The condition has had other impacts on her life too. Annie, a customer service representative, is also an avid artist.
While she used to be able to draw faces from memory alone, she now requires a photograph.
On top of that, she also had trouble with navigation.
Simple tasks like going grocery shopping became a challenge, and she now needs to pin a location on her phone to help her find her car in a parking lot.
She had no other cognitive impairments, though. This signaled to researchers that something else could have been going on.
‘The combination of prosopagnosia and navigational deficits that Annie had is something that caught our attention because the two deficits often go hand in hand after somebody either has had or developmental deficits,’ Dr Brad Duchaine, a psychology and brain sciences researcher a Dartmouth, said.
‘That co-occurrence is probably due to the two abilities depending on neighboring brain regions in the temporal lobe.’
The temporal lobe is the brain’s second largest. It sits between a person’s ear, in the lower-center portion of the organ.
It is responsible for object recognition, the storage and recall of memories, understanding language and processing emotional reactions.
To test this, researchers gave Annie a series of tests. First, she was asked to identify the faces of celebrities.
Of the sample of 60, Annie knew who 48 of the celebs were. When presented with an isolated image of their face, though, she could only recognize 28 percent of that group. They said the average person scores 84 percent in the test.
Annie (red dot) scored well below average on three different facial recognition exams, signaling that she had prosopagnosia
When presented with a test that showed a celebrity she already purported to know and then a similar-looking doppelganger, she could only identify the famous person 67 percent of the time.
Typically, a person will score 87 percent on these types of tests, the researchers said.
She was then presented with the Cambridge Face Memory Test, an exam developed by the UK school in 2006.
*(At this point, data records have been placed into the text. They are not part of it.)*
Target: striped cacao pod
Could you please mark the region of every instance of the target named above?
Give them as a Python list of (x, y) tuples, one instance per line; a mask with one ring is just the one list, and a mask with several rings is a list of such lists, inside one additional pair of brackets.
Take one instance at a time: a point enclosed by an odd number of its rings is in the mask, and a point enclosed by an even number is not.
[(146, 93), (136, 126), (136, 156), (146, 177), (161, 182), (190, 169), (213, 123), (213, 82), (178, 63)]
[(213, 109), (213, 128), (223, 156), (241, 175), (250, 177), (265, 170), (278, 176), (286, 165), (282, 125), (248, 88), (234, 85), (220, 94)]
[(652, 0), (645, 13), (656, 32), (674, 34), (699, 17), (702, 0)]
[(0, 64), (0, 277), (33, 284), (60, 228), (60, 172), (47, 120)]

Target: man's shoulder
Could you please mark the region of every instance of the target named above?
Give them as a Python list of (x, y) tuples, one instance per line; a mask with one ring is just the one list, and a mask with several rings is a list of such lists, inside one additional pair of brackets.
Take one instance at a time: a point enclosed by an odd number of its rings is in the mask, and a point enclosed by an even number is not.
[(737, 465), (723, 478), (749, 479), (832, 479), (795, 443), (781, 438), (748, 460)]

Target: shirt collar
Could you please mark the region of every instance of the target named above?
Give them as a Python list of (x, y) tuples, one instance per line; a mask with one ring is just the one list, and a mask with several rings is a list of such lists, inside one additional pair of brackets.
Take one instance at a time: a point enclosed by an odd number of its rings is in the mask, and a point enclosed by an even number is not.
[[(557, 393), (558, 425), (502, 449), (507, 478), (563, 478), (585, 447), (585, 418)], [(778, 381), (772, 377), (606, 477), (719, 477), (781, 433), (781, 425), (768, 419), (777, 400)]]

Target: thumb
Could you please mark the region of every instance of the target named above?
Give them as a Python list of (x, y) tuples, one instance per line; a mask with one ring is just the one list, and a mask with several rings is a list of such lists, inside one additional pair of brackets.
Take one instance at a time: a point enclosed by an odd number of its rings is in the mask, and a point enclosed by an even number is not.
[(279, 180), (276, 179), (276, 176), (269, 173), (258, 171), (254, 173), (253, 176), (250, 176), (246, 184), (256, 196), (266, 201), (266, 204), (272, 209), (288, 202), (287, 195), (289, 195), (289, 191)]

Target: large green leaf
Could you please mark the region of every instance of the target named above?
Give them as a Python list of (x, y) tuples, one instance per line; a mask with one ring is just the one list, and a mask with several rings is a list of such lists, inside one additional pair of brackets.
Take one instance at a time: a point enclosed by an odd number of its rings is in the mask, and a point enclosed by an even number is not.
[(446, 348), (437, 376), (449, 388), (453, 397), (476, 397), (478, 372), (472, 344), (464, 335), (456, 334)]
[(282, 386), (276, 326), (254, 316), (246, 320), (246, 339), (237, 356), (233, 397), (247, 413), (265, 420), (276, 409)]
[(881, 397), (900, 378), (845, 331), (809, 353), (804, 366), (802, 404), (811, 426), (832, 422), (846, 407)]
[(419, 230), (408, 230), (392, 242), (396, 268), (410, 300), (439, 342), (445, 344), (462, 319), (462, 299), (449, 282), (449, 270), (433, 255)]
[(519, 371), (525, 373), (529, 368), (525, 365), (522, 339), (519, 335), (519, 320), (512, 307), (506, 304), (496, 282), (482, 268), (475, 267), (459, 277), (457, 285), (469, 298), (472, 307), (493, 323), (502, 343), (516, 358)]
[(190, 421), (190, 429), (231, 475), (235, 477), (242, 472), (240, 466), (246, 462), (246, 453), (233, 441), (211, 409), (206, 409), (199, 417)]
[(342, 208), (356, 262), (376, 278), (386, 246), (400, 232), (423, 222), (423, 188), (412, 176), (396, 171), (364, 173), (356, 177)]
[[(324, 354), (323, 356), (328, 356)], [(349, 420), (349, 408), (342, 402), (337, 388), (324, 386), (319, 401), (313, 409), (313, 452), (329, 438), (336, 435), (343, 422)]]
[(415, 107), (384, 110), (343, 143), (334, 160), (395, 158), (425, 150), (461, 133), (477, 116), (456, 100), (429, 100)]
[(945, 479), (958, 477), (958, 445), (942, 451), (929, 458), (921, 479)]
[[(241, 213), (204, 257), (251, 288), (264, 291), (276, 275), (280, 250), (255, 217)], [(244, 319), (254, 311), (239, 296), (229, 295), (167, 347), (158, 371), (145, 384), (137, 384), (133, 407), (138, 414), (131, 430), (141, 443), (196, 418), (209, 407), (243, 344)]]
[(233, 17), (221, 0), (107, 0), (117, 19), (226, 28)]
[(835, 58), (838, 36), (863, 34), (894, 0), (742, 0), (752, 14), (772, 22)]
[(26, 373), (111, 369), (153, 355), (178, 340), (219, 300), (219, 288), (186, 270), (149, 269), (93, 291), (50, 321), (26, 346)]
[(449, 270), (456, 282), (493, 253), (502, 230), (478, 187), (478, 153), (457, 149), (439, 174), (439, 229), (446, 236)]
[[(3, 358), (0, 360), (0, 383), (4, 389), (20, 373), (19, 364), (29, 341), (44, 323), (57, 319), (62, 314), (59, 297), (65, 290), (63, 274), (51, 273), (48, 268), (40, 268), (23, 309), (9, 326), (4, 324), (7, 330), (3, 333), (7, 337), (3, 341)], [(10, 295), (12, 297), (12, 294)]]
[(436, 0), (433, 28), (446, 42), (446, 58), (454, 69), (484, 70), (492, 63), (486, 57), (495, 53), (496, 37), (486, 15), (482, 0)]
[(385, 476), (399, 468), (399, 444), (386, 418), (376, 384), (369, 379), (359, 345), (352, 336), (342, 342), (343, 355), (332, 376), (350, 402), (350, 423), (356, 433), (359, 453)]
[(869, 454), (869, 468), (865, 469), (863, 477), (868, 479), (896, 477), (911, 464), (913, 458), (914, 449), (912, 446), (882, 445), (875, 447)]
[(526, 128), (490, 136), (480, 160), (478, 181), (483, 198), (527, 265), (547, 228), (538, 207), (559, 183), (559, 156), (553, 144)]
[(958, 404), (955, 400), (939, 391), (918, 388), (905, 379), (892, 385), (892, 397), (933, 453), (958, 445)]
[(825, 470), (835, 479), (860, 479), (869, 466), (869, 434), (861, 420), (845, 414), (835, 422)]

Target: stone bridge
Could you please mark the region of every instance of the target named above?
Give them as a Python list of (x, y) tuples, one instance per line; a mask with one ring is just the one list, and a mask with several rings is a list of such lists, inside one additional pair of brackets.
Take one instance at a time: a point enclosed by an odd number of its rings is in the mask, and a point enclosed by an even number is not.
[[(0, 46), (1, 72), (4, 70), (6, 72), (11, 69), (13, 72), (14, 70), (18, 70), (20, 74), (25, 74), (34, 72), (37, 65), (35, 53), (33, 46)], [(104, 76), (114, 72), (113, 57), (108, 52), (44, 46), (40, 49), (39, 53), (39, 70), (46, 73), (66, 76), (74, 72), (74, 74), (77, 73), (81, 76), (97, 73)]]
For this test, a participant is presented with six faces to remember and then recognize from different angles, under different lighting and while obscured.
A score below 60 signals prosopagnosia, the average score is 80. Annie scored 56.
Despite poor scores on facial recognition, Annie performed well on other tests. She scored perfectly on a test of scene recognition and did well on an examination of voice recognition.
To verify these results, researchers gathered data from 54 others who suffered from long Covid and 32 who were infected but did not suffer long-term symptoms.
In self-reported survey results, the long Covid group was more likely to say they believed their cognitive abilities had diminished since contracting the virus.
‘One of the challenges that many respondents reported was a difficulty with visualizing family and friends, which is something that we often hear from prosopagnosics,’ Dr Duchaine said.
Long Covid is defined by the World Health Organization as the development of new virus-related symptoms three months after the initial Covid infection.
These symptoms can last from months to years, with doctors often puzzled over what is causing them.
The condition includes a wide range of symptoms such as shortness of breath, brain fog and fatigue, and depression.
There are some lingering doubts of the conditions existence, though, with some instead believing people are attributing issues they would suffer anyways to the condition.